In his piece entitled “Back to the Future”. Martin Wolf of the Financial Times hits most nails on the head. He also sets a challenge for those who want to do more than occupy the green benches to the right of the Speaker’s chair.
He believes that Labour and Conservative politicians have simply turned their backs on the need to fashion and campaign for economic and social policies that equip the UK to meet the challenges of the decade ahead. The formula for economic growth that emerged under Thatcher, which was inherited and uncritically maintained by Blair and Brown, relied on ever expanding business services and financial intermediation. It took the bonanza of North Sea oil and gas bonanza for granted. While the UK economy grew faster between 1997 and 2006 than the economies of European rivals Conservative and Labour politicians were blind to how narrowly that economic success was based.
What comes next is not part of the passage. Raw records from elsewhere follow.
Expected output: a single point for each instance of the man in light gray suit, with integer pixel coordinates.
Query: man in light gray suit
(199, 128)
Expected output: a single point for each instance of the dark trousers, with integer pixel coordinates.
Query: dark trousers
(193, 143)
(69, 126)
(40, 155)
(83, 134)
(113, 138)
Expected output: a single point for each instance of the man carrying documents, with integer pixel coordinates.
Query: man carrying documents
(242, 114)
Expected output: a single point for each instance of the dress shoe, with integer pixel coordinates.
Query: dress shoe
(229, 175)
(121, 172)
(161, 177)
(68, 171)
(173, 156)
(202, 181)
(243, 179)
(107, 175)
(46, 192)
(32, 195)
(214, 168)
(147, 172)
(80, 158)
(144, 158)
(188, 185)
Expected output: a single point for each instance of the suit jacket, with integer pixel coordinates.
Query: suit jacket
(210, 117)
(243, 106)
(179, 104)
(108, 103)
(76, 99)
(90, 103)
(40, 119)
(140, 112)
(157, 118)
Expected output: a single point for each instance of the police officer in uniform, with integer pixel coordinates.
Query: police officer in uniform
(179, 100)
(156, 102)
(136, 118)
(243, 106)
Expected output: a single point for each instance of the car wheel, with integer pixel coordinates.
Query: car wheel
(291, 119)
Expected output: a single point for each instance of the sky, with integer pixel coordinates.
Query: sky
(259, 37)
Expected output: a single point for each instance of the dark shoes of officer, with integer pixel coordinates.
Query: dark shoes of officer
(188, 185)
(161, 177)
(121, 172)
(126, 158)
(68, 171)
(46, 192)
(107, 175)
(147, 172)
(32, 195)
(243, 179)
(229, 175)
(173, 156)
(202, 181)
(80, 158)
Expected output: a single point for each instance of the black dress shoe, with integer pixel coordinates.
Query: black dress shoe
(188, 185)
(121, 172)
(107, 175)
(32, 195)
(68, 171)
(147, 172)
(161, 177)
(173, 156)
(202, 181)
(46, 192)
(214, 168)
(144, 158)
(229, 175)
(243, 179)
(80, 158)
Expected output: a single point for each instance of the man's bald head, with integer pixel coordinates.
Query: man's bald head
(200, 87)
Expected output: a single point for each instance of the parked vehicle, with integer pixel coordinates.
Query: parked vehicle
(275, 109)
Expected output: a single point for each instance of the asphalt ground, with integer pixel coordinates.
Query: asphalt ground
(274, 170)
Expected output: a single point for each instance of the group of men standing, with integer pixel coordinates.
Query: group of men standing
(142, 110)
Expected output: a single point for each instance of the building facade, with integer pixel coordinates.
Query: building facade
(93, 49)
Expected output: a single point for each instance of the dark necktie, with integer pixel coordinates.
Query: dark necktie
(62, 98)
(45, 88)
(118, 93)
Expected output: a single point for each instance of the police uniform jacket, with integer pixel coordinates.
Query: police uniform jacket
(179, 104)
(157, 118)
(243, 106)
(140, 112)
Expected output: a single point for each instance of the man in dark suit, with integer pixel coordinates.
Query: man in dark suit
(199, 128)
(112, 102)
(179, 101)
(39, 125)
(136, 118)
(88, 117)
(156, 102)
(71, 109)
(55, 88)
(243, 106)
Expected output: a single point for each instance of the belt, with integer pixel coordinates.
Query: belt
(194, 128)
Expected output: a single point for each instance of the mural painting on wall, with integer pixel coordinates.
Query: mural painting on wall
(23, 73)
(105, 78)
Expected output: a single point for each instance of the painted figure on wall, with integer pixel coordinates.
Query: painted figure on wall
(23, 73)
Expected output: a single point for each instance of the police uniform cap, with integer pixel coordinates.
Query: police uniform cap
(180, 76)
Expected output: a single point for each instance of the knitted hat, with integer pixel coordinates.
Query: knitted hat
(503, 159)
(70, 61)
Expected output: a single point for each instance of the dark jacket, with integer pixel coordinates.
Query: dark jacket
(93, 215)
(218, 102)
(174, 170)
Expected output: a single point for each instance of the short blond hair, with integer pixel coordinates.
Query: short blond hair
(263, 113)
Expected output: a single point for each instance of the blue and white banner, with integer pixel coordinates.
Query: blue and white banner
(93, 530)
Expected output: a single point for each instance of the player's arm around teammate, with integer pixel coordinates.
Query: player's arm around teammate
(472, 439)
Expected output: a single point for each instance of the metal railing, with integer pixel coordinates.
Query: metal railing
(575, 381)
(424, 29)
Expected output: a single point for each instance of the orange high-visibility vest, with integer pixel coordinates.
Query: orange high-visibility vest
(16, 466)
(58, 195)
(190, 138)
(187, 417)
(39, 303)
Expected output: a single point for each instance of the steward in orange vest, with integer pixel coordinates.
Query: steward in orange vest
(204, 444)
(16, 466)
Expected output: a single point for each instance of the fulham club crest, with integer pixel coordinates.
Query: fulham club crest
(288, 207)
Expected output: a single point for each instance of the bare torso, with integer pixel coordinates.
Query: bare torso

Wolf directs his readers to the thoughts of Andrew Haldane of the Bank of England. Haldane is the Bank’s Executive Director for Financial Stability. He recently pointed out (PDF) that “the debt position of the financial sector, households, companies and sovereigns [painted] a sobering picture” – and went on to add that the position of the UK was the most sobering of all. While the shift in total debt ratios in ten leading economies increased from an average of 200% in 1990 to more than 330% by 2008 in the UK the debt ratio rose “from just over 200% to around 450% of GDP”.
Both Haldane and Wolf believe that recovering from such an extraordinary debt overhang, in an economy that has become as unbalanced as the UK economy, represents an unprecedented economic and political challenge. Simply slashing public expenditure, to contain and reduce the cost of sovereign debt would be no better than vandalism. However, ignoring levels of sovereign, household and company debt in the UK would be no more intelligent or realistic. As the Institute of Fiscal Studies has shown, in its analysis of both Labour and Conservative plans for fiscal adjustment and public sector reform, the differences between their economic plans can be accommodated within the error terms in forward projections of both public expenditure and tax in the period up to 2015-16.
Wolf has chosen his words carefully. We face a “calamity” and “the big parties are at a loss over how to respond”. They are in denial. While it will be necessary to cut our coat according to our cloth UK society and economy have to change fundamentally. Party leaders have a choice; a choice between explaining and leading change or being overwhelmed by it. We cannot resist it.
It is not simply a matter of when and how public budgets are redrawn – important as this is. The most important questions have to do with the kind of economy and society that we want to create. Will it be fairer, will it be greener, and can it be more intelligently integrated into the economic life of the European continent and of the wider world?
Wolf puts it very well: “The party that deserves to win must craft a narrative and policy that creates opportunity out of disappointment. Competence is required, as is toughness. But the UK needs more than these qualities. It needs the ‘vision thing’”.
Ed Randall, a Liberal Democrat councillor in the London Borough of Greenwich from 1982 to 1998, edited the Dictionary of Liberal Thought jointly with Duncan Brack. Ed lectures on Politics and Risk at Goldsmiths University of London and is the author of Food, Risk and Politics, published by Manchester University Press in 2009.
One Comment
Quite right, Ed. Unfortunately, while the Lib Dems are critical of Tory-Labour hegemony, they seem trapped in the economistic frame of reference that the two main parties have created. If the Lib Dems openly repudiated the neoliberal consensus of the past thirty years, they would be free to soar.